About the farmhouse the night-battle whirled and eddied, blades of steel and iron and flint flaming and flashing.
No Pict escaped. All were slain, with edge and point of sharp-edged steel. A man of Glondrath died cursing like a madman with his last breath this side of Donn’s demesne; two others were sore wounded and a third bore a woundy cut that would be a long-time ahealing; scratches and minor cuts were widespread among the company. Cormac, having suffered only a couple of scratches, had no idea how many apelike savages he’d laid low; he was told he had downed four and wounded a fifth so that another’s ax slew him easily, but mac Art had been as if in a trance and could not swear to so much as one.
Seven and twenty Picts bled their last on the grounds of Labraid mac Buaic, and afterwards weeds grew all too well there. None of Labraid’s family was slain or sore wounded, though the older son had sustained a cut he loudly hoped would leave a scar there on his forearm, and Labraid’s wife Uaithne had wrenched her back-in swinging the curved scythe with which she saved her life from a short-hafted ax. With cloth from their scantling supply the farmfolk tended the wounds of their rescuers, the while they learned that the band of weapon-men was led by the son of Lord Art, and him dead these two days.

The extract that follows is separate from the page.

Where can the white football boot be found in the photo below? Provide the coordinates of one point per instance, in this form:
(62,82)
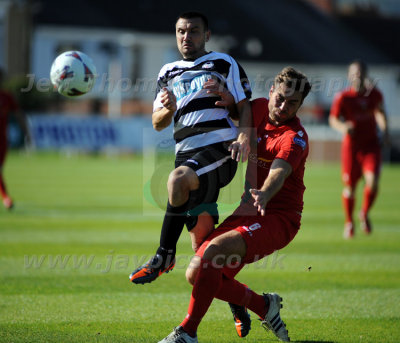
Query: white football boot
(178,335)
(272,320)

Food and ale offered Labraid, though in truth he was no man of wealth. While his men loudly accepted, the new temporary lord of Glondrath made mental note to send both a cask of (better) ale and a fresh-slain boar to this house.
Loud were the cries, and cups were lifted high as Celtic spirits. New and noisy praise was heaped upon the youthful battle-leader. He heard new comparisons of himself with both Cuchulain and that great Cormac afore him. But on this occasion there was no adolescent swelling of the head and chest of Cormac mac Art. On his mien was the stern-set face of a man; in his mind were only two slain men: Art mac Cumail and his friend Midhir.